[Libclc-dev] [PATCH 1/1] r600: Add fence implementation, rework barrier

Wed Apr 30 11:54:12 PDT 2014

On 04/30/2014 11:52 AM, Matt Arsenault wrote:
> On 04/30/2014 09:00 AM, Jan Vesely wrote:
>> On Tue, 2014-04-29 at 20:50 -0500, Aaron Watry wrote:
>>> On Sun, Apr 27, 2014 at 1:26 PM, Jan Vesely <jan.vesely at rutgers.edu> 
>>> wrote:
>>>> Hw flushes caches after each mem clause (Ch 8.2 EG manual),
>>>> so we need to pass the information that indicates requested
>>>> clause boundaries.
>>>> Use existing llvm fence instruction for that.
>>>>
>>>> Signed-off-by: Jan Vesely <jan.vesely at rutgers.edu>
>>>> ---
>>>>
>>>> I'm not sure whether using 'acquire' ordering for reads and 'release'
>>>> for writes is the correct thing with respect to OpenCL specs.

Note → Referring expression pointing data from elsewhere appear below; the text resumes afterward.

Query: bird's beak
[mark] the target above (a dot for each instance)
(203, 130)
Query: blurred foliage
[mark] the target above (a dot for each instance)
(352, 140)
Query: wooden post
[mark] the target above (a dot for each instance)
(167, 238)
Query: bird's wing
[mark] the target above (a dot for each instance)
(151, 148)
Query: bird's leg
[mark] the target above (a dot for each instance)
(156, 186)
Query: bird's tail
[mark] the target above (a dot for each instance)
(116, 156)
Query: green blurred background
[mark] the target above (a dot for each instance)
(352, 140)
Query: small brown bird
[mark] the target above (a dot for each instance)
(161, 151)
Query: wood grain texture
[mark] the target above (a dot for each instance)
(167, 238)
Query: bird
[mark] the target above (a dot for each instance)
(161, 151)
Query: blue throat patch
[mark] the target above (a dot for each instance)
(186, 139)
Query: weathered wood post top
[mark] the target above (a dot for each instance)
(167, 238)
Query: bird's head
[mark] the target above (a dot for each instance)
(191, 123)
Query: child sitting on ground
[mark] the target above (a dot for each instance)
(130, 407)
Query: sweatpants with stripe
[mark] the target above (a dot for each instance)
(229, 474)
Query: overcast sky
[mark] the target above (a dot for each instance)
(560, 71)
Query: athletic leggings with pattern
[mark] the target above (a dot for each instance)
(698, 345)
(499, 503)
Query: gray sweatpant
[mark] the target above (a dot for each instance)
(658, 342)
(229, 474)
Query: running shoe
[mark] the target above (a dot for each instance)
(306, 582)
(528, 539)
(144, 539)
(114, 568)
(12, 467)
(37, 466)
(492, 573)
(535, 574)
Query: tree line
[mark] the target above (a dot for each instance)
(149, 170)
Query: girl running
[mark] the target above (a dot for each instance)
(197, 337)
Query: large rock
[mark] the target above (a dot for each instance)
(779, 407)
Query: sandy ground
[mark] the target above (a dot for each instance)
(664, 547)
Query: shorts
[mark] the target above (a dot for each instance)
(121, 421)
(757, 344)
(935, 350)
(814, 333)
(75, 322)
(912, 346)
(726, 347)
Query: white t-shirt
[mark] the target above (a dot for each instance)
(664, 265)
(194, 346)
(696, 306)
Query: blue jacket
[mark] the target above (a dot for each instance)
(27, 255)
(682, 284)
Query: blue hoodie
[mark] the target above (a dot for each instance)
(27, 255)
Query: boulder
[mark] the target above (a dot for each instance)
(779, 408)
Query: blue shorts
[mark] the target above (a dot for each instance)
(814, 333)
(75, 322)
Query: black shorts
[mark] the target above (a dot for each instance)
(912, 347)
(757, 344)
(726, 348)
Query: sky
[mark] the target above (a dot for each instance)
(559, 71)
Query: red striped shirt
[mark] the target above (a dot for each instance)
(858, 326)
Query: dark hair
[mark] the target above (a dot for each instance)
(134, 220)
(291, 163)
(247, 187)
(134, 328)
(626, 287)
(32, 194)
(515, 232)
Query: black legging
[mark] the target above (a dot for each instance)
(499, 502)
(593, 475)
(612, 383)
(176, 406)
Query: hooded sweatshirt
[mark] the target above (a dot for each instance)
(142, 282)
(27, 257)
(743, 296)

>>>> It seems to get read-write-relation correct, but I', not sure about
>>>> read ordering, or write ordering. Making everything use the 
>>>> strongest mem_fence
>>>> might be safer.
>>>>
>>>> This patch changes global-memory.cl piglit crash from:
>>>> i32 = GlobalAddress<void ()* @llvm.AMDGPU.barrier.global> 0 [ORD=11]
>>>> Undefined function
>>>> to:
>>>> LLVM ERROR: Cannot select: 0x24b9f58: i32,ch = load 0x2090108, 
>>>> 0x24b9718, 
>>>> 0x24b9c40<LD1[@barrier_test_local_int.test(addrspace=3)], zext from 
>>>> i1> [ORD=4] [ID=13]
>>>>    0x24b9718: i32 = Constant<0> [ID=7]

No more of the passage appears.